Biclustering is evolving into one of the major tools for analyzing large datasets given as matrix of samples times features. Biclustering has been successfully applied in life sciences, e.g. for drug design, in e-commerce, e.g. for internet retailing or recommender systems.
FABIA is one of the most successful biclustering methods which excelled in different projects and is used by companies like Janssen, Bayer, or Zalando. FABIA is a generative model that represents each bicluster by two sparse membership vectors: one for the samples and one for the features. However, FABIA is restricted to about 20 code units because of the high computational complexity of computing the posterior. Furthermore, code units are sometimes insufficiently decorrelated. Sample membership is difficult to determine because vectors do not have exact zero entries and can have both large positive and large negative values.

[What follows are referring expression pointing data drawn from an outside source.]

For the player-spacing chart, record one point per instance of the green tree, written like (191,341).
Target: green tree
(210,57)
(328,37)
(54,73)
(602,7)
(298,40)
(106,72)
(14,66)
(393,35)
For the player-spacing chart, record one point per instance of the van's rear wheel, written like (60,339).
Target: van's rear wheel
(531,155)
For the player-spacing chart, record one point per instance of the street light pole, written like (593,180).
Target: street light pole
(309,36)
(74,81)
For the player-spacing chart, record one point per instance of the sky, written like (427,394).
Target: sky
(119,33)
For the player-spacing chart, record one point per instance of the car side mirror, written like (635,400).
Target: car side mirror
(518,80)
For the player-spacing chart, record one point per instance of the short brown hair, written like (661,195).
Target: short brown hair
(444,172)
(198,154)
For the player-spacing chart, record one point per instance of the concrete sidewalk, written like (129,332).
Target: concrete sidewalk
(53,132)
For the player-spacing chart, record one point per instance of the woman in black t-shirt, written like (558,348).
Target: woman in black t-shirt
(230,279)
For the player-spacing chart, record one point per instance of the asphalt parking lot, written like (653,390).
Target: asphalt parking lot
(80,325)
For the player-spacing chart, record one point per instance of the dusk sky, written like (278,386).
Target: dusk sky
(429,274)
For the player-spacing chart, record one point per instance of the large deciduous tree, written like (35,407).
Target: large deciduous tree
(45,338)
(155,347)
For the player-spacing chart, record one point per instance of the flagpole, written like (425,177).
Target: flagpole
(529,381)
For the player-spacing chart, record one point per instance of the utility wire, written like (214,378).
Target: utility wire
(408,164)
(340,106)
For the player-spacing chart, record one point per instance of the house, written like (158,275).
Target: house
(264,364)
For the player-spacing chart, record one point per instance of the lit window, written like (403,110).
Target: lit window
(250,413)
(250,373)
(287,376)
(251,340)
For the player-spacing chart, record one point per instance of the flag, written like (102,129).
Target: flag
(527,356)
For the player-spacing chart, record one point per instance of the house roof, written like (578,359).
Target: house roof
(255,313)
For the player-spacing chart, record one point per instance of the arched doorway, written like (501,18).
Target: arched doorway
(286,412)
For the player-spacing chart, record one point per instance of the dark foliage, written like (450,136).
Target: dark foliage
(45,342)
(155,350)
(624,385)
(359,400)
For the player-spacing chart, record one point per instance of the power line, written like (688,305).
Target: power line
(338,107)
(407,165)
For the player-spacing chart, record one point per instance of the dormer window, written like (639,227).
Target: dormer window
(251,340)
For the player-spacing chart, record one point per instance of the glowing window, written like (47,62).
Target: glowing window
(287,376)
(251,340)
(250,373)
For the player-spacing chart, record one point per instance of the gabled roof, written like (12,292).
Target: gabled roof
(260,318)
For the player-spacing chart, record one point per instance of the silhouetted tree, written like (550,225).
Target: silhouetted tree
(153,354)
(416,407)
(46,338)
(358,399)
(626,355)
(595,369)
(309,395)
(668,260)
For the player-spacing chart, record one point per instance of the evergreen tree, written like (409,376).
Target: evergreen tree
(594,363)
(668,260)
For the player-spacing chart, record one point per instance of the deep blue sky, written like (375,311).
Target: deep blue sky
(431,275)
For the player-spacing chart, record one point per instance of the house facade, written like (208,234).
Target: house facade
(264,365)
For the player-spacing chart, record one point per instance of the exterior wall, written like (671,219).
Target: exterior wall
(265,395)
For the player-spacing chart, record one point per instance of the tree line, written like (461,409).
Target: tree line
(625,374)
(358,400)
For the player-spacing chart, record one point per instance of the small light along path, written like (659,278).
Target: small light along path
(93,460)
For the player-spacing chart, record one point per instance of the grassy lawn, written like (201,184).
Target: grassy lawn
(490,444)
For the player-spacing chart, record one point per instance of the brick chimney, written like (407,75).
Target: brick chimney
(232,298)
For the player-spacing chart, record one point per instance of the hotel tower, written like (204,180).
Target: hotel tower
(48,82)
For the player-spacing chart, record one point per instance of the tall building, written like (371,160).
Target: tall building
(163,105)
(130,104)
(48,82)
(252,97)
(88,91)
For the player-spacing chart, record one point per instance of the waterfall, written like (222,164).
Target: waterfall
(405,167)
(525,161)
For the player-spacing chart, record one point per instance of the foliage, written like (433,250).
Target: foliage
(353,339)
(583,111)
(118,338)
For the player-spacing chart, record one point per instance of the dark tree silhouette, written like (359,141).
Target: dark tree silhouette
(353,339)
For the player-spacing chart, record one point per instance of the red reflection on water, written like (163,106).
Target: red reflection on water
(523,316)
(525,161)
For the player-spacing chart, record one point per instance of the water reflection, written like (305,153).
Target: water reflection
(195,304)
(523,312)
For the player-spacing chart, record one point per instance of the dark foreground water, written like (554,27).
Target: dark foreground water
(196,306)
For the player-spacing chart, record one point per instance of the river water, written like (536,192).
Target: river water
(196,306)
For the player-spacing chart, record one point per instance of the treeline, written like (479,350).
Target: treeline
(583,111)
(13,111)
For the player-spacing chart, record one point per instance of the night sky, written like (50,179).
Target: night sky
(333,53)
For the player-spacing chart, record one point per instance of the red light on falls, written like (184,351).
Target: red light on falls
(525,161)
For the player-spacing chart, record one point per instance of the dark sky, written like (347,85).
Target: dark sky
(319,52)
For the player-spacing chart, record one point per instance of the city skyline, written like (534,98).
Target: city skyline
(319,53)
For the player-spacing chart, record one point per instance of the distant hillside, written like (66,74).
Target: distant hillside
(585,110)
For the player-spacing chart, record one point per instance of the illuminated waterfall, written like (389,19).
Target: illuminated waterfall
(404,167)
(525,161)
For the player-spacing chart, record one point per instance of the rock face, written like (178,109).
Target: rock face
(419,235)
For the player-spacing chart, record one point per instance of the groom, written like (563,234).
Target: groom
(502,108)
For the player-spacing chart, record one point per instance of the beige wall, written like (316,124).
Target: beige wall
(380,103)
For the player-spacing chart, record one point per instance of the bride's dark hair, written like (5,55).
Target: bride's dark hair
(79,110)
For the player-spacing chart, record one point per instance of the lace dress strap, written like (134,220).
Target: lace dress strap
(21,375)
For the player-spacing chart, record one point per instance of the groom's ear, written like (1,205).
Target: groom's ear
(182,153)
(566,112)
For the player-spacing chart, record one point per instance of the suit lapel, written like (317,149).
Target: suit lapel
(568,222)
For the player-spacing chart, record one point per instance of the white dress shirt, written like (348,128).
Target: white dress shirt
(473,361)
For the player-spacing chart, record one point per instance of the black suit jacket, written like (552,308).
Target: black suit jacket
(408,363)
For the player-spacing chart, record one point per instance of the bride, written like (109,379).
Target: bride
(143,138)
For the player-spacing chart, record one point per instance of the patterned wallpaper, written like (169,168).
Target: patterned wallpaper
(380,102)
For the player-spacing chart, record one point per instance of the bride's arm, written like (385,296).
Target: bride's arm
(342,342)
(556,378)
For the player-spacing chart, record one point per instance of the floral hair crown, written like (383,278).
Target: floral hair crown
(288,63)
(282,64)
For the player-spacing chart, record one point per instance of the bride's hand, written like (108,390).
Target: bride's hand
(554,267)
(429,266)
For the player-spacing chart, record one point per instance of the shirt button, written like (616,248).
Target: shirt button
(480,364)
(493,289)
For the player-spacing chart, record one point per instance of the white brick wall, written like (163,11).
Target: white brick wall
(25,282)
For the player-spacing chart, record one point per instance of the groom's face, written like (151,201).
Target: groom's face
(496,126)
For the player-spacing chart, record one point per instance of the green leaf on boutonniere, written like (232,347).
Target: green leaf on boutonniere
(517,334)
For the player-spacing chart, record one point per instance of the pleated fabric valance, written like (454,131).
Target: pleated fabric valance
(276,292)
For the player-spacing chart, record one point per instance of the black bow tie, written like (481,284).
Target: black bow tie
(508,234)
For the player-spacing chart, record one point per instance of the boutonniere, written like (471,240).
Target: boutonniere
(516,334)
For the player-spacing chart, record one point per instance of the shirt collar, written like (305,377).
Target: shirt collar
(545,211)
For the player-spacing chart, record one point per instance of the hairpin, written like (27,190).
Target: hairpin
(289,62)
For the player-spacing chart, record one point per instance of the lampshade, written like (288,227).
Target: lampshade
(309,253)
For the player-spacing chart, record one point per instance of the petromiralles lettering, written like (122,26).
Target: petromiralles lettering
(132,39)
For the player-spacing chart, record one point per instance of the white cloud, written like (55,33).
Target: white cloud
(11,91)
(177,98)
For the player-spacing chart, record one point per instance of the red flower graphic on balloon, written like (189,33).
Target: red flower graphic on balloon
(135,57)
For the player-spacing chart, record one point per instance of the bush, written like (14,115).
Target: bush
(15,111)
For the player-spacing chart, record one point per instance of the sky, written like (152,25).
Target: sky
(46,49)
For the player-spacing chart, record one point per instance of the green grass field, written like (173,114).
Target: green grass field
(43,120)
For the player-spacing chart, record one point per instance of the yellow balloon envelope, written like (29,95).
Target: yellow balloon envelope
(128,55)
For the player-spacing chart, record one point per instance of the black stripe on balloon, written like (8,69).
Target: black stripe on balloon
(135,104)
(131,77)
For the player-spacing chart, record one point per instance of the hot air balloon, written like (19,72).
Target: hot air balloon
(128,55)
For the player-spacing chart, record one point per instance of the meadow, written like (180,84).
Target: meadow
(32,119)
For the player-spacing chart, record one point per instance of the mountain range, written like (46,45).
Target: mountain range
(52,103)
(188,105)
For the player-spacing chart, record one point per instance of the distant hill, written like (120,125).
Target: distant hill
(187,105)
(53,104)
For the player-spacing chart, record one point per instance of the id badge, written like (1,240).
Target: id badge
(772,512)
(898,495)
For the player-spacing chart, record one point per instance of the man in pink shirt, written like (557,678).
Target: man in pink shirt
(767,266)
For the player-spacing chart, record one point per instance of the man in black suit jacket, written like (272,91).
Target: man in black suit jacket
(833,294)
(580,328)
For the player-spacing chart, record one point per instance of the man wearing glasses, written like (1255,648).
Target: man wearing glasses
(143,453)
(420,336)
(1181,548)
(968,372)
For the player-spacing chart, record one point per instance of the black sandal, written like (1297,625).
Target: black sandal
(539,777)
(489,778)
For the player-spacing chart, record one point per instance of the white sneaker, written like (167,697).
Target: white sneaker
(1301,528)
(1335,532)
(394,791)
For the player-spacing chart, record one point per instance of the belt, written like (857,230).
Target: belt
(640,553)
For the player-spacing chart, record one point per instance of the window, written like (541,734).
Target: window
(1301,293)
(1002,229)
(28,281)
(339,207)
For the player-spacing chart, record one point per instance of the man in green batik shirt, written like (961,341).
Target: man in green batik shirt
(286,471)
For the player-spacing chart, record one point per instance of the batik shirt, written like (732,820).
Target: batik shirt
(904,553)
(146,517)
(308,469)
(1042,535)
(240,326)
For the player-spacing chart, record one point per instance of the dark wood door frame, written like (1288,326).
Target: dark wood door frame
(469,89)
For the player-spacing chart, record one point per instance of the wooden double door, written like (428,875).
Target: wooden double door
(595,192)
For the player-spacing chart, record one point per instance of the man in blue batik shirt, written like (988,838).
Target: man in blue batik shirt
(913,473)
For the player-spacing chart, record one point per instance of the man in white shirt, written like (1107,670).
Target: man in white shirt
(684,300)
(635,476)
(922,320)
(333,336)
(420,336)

We propose to use the recently introduced unsupervised Deep Learning approach Rectified Factor Networks (RFNs) to overcome the drawbacks of FABIA. RFNs efficiently construct very sparse, non-linear, high-dimensional representations of the input via their posterior means. RFN learning is a generalized alternating minimization algorithm based on the posterior regularization method which enforces non-negative and normalized posterior means. Each code unit represents a bicluster, where samples for which the code unit is active belong to the bicluster and features that have activating weights to the code unit belong to the bicluster.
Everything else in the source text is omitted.